Nov 9 (Reuters) - Michael Kors-owner Capri Holdings Ltd on Wednesday lowered its sales and profit forecasts for the holiday period, blaming a slow demand recovery in China due to persistent COVID-19 curbs and uncertainty about the global economy.

Luxury goods companies have managed to pass on higher costs to affluent shoppers, but China remains a sore spot as Beijing's "dynamic zero-COVID" policy hampers the return of consumers to high-fashion stores.

COVID disruptions in China have also weighed heavily on Kering's Gucci, Canada Goose Holdings and L'Oreal.

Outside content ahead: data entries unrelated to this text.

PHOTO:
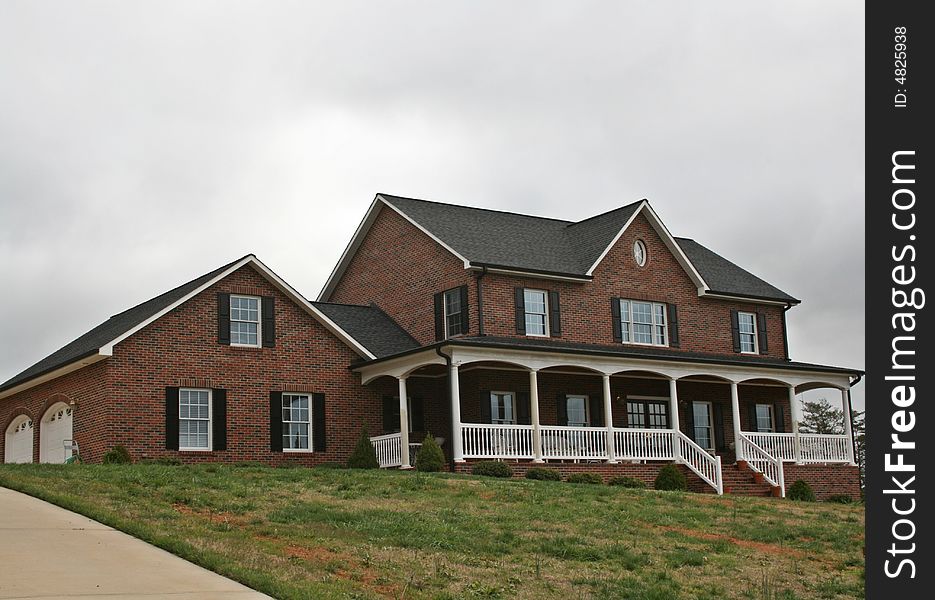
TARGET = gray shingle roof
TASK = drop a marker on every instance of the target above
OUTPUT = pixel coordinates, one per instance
(109, 330)
(370, 326)
(539, 244)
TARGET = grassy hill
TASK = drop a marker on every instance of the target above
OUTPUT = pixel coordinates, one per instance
(332, 533)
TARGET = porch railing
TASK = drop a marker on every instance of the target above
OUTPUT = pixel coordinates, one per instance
(763, 462)
(701, 461)
(813, 447)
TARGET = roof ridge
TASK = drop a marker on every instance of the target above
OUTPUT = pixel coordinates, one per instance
(493, 210)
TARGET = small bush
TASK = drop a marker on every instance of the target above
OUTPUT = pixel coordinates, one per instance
(364, 455)
(592, 478)
(800, 490)
(492, 468)
(118, 455)
(430, 457)
(543, 474)
(628, 482)
(670, 478)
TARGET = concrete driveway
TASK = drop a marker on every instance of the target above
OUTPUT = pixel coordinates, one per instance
(49, 552)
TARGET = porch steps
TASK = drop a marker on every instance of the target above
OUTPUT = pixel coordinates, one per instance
(740, 480)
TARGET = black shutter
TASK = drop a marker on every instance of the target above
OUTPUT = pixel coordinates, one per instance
(439, 316)
(673, 326)
(555, 314)
(735, 329)
(485, 416)
(219, 419)
(418, 414)
(224, 318)
(172, 418)
(269, 322)
(390, 414)
(597, 411)
(275, 421)
(615, 316)
(780, 425)
(519, 301)
(465, 324)
(761, 332)
(522, 408)
(318, 422)
(719, 427)
(562, 406)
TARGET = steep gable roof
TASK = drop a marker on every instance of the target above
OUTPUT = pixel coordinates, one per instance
(552, 247)
(98, 343)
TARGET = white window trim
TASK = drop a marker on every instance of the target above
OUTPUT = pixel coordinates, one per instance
(259, 322)
(210, 447)
(310, 448)
(515, 407)
(772, 417)
(664, 324)
(756, 333)
(587, 409)
(545, 294)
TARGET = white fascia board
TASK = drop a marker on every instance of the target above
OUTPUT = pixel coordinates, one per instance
(667, 239)
(63, 370)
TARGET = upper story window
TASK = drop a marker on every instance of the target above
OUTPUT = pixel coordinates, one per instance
(643, 322)
(245, 321)
(748, 334)
(194, 419)
(536, 304)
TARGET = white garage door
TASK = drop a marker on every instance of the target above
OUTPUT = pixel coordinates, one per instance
(54, 430)
(17, 446)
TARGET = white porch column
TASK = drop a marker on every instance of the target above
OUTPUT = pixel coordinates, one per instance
(403, 425)
(735, 414)
(457, 450)
(534, 415)
(674, 418)
(609, 421)
(794, 413)
(846, 409)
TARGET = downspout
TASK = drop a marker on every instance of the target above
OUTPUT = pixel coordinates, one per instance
(480, 303)
(451, 454)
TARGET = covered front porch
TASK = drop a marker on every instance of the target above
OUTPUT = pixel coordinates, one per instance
(549, 407)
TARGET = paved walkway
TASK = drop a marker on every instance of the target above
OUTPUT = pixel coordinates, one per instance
(48, 552)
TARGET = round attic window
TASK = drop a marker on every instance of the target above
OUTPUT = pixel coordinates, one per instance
(639, 252)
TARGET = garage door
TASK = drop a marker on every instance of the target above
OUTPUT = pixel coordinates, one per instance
(17, 446)
(53, 431)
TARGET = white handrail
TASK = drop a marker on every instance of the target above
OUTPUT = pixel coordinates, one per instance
(762, 462)
(700, 461)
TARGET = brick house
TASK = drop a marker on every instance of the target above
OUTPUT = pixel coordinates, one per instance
(606, 345)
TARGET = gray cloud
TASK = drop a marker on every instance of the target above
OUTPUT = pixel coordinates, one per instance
(142, 144)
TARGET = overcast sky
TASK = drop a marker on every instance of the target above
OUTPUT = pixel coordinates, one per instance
(144, 144)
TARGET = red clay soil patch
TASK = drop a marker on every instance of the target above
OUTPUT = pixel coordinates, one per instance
(758, 546)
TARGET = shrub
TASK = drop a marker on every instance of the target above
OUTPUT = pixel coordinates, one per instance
(492, 468)
(118, 455)
(430, 456)
(800, 490)
(628, 482)
(543, 474)
(670, 478)
(364, 455)
(592, 478)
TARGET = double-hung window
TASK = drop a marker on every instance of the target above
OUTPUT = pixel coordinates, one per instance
(643, 322)
(245, 321)
(296, 422)
(748, 334)
(194, 419)
(537, 312)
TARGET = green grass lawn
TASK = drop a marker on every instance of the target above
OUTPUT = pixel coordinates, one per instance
(333, 533)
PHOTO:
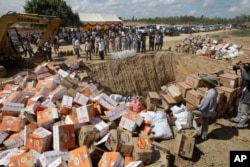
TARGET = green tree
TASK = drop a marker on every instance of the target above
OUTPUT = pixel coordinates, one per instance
(57, 8)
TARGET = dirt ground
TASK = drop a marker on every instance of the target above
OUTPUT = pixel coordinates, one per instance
(148, 72)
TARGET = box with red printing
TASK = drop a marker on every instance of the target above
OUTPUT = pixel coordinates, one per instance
(111, 159)
(66, 105)
(105, 101)
(130, 120)
(194, 80)
(23, 160)
(81, 99)
(10, 123)
(79, 157)
(72, 119)
(88, 134)
(63, 137)
(15, 140)
(47, 116)
(3, 136)
(39, 140)
(116, 112)
(57, 93)
(90, 90)
(48, 157)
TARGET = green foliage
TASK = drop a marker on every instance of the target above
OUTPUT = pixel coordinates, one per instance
(57, 8)
(242, 33)
(194, 20)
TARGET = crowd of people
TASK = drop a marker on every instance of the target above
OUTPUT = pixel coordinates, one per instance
(98, 42)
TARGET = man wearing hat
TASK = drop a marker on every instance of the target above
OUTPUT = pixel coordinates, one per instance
(207, 106)
(244, 102)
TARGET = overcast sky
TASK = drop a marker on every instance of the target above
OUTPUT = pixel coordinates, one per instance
(126, 9)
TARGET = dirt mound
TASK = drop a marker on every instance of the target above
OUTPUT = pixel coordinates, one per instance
(143, 73)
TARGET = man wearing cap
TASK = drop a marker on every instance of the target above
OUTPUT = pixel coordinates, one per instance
(244, 103)
(207, 106)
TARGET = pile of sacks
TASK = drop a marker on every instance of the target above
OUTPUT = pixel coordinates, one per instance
(205, 46)
(53, 118)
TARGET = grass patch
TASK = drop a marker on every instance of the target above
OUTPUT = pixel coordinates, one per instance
(218, 36)
(241, 33)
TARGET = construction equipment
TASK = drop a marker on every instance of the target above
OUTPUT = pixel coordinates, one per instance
(11, 44)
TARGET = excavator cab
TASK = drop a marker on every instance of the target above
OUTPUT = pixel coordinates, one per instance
(16, 41)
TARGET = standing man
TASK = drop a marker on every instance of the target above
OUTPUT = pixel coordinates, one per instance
(88, 46)
(48, 50)
(151, 41)
(244, 103)
(77, 47)
(101, 48)
(207, 106)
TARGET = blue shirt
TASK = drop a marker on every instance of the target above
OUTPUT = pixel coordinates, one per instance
(209, 102)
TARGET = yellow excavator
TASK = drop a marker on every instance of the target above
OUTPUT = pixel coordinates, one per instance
(12, 48)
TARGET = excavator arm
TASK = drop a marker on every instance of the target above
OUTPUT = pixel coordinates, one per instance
(11, 46)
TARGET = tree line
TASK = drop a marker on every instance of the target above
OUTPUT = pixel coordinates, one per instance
(193, 20)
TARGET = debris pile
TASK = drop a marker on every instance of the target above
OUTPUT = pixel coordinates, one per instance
(57, 116)
(212, 48)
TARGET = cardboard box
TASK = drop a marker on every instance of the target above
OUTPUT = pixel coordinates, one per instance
(8, 88)
(90, 90)
(49, 156)
(96, 153)
(175, 93)
(63, 137)
(49, 84)
(72, 119)
(105, 101)
(130, 120)
(88, 134)
(230, 93)
(111, 159)
(66, 105)
(116, 112)
(121, 141)
(184, 145)
(85, 113)
(23, 160)
(39, 140)
(6, 154)
(81, 99)
(3, 136)
(57, 93)
(194, 80)
(15, 140)
(145, 155)
(184, 87)
(194, 97)
(47, 116)
(12, 109)
(168, 98)
(29, 129)
(58, 163)
(153, 97)
(229, 80)
(79, 157)
(13, 124)
(103, 128)
(135, 164)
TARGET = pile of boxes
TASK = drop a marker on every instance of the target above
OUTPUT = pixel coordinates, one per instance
(53, 118)
(205, 46)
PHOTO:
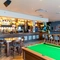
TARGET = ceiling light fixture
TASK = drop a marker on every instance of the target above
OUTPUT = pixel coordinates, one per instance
(58, 13)
(40, 10)
(40, 0)
(7, 3)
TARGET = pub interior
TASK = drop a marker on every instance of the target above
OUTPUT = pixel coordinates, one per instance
(28, 36)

Michael Kors, Capri's biggest revenue generator, posted a 4.5% fall in Asia sales in the second quarter. Revenue from Europe slipped 0.5%.

"There is more caution around luxury in China due to lockdowns and in Europe where consumers have faced pressure from soaring energy costs," said Jessica Ramirez, an analyst at research firm Jane Hali and Associates.

Ramirez added that "affordable" luxury labels such as Michael Kors were likely to feel the pinch of an inflation-induced slowdown in demand before more premium brands such as Hermes and Versace.

U.S. luxury sales are still holding up well compared with cheaper brands, but data from three credit-card companies showed that Americans were starting to cut back on buying luxury goods including designer clothing and accessories.

Capri, which also owns Versace and Jimmy Choo, cut its holiday-quarter sales forecast to $1.53 billion from $1.65 billion, and lowered its profit outlook to $2.20 per share from $2.45 per share.

The company expects fiscal 2023 revenue of $5.70 billion, compared with its prior estimate of about $5.85 billion.

Excluding items, Capri earned $1.79 per share in the second quarter ending Oct. 1, topping estimates of $1.54.

Shares of the fashion house, rose about 1% in premarket trading as it announced a new $1 billion share buyback program.